Les rumeurs se mêlent aux informations transmises par les médias, mais personne ne sait vraiment ce qu'il se passe. Comment la garde civile choisit-elle les locaux? Où interviendra-t-elle ensuite? Combien seront-ils? A quelle heure vont-ils arriver? Même les deux Mossos d’Esquadra (policiers catalans) qui observent la scène depuis ce matin disent ne pas connaître les plans de leurs homologues et semblent exclure une intervention de leur part. «Notre rôle est de garantir la sécurité des citoyens. Pour l’instant nous n’avons pas d’autre mot d’ordre», confirme aimablement un des agents.

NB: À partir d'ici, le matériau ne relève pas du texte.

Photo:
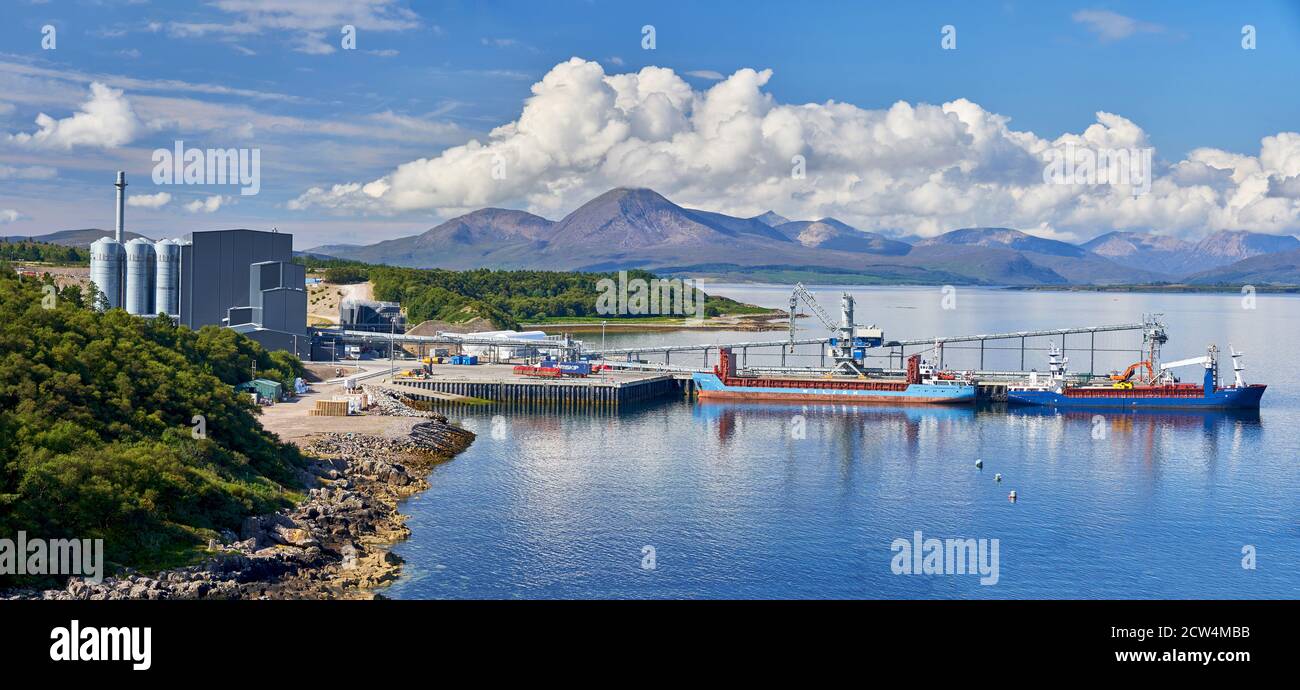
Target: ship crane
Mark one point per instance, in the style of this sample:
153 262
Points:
849 341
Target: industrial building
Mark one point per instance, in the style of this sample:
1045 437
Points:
243 280
371 315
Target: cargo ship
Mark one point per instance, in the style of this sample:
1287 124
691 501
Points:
921 386
1157 389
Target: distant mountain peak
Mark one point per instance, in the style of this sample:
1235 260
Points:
1004 237
771 218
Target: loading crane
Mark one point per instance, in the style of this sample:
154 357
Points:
849 341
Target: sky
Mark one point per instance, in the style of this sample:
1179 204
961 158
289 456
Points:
380 118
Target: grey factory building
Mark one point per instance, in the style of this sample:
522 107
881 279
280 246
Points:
243 280
371 315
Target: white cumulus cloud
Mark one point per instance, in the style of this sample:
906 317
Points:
150 200
104 121
909 168
206 205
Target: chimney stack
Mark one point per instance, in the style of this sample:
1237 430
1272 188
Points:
121 204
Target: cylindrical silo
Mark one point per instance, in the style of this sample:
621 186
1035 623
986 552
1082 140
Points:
167 291
107 261
139 277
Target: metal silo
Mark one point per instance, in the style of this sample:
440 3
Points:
167 293
107 261
139 276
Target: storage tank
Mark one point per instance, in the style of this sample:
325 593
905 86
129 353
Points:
107 261
167 291
141 267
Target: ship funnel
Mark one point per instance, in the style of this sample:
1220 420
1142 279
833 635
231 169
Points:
121 205
1236 367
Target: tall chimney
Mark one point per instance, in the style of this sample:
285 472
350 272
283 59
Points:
121 204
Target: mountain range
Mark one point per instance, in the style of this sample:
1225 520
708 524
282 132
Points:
638 228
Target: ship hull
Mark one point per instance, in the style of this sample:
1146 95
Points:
711 387
1243 398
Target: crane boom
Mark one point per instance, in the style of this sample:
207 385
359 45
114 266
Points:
802 294
1203 360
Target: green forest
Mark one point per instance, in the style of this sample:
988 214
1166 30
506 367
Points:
98 428
44 252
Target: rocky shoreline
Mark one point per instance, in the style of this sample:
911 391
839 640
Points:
332 546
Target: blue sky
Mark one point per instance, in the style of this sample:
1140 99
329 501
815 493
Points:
429 76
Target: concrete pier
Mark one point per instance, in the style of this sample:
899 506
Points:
498 383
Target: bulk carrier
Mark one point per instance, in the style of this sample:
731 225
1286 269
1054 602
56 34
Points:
917 387
1144 385
848 382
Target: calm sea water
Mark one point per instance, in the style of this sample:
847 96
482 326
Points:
735 506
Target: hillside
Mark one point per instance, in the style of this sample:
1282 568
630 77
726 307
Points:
74 238
640 229
1178 257
832 234
1070 263
490 237
96 416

A ce stade pourtant, une seule chose est sûre: les Barcelonais défilent dans le local de vote et sous les grondement des hélicoptères qui quadrillent l’espace aérien.
Beaucoup d’émotion
A quelques centaines de mètres de là, la foule est également présente dans la grande cour de l’Institut Barcelona Congrès mais l’ambiance est nettement plus détendue. «Si la Guardia civil vient, on fermera la porte de fer du préau et on préviendra les gens de se regrouper devant l'entrée de la salle de vote. La consigne est simple: calme, pacifisme et détermination», explique Josep. Dans le local, les parents portent leurs enfants pour glisser le bulletin dans l’urne, les gens se prennent en photo devant les tables électorales et se serrent dans les bras. Ils se relaient pour occuper la cour afin de «protéger» leur vote, espérant que personne ne viendra prendre les urnes avant le décompte. Helena est venue voter un œillet rouge dans une main, la photo de son père Juan dans l’autre. «Il est malheureusement décédé, mais je ne pouvais pas venir voter sans lui. C’était un indépendantiste de la première heure et il aurait voulu être là.»
Tenir jusqu’au bout
Au centre de Barcelone le local de vote de l’Escola Industrial a également vu défiler des milliers de votant tout au long de la journée. A 18h30, les dix-sept tables électorales fonctionnent toujours à plein régime et la foule reste amassée dans la cour. A l’arrière du bâtiment, des jeunes ont monté une barricade faite de mobilier et de vaubans trouvés dans la rue afin d’éviter que les Guardias civils ne puissent pénétrer dans le bâtiment. «Ils sont déjà venus à l’entrée principale ce matin avec de nombreuses fourgonnettes, mais devant les 2000 personnes massées dans la cour, ils sont repartis», relève Mariona. Une petite victoire qui ne réjouit pourtant pas grand monde. «Nous savons qu’ils vont revenir, ajoute Ricard. Ce local de vote est le deuxième plus grand de Catalogne. Ils ne vont pas nous laisser compter.» La veillée continue donc. Ils sont encore des milliers. Les Votarem (nous voterons) se sont mués en Hem votat (nous avons voté), mais personne ne semble vouloir quitter les lieux avant la fermeture des locaux annoncée à 20h (ou plus tard si des gens n’ont pas pu voter) et la fin du décompte. Et après? Ils se poseront cette question demain. Car dans la cour de l’Escola Industrial tous regardent leurs montres et guettent les sirènes.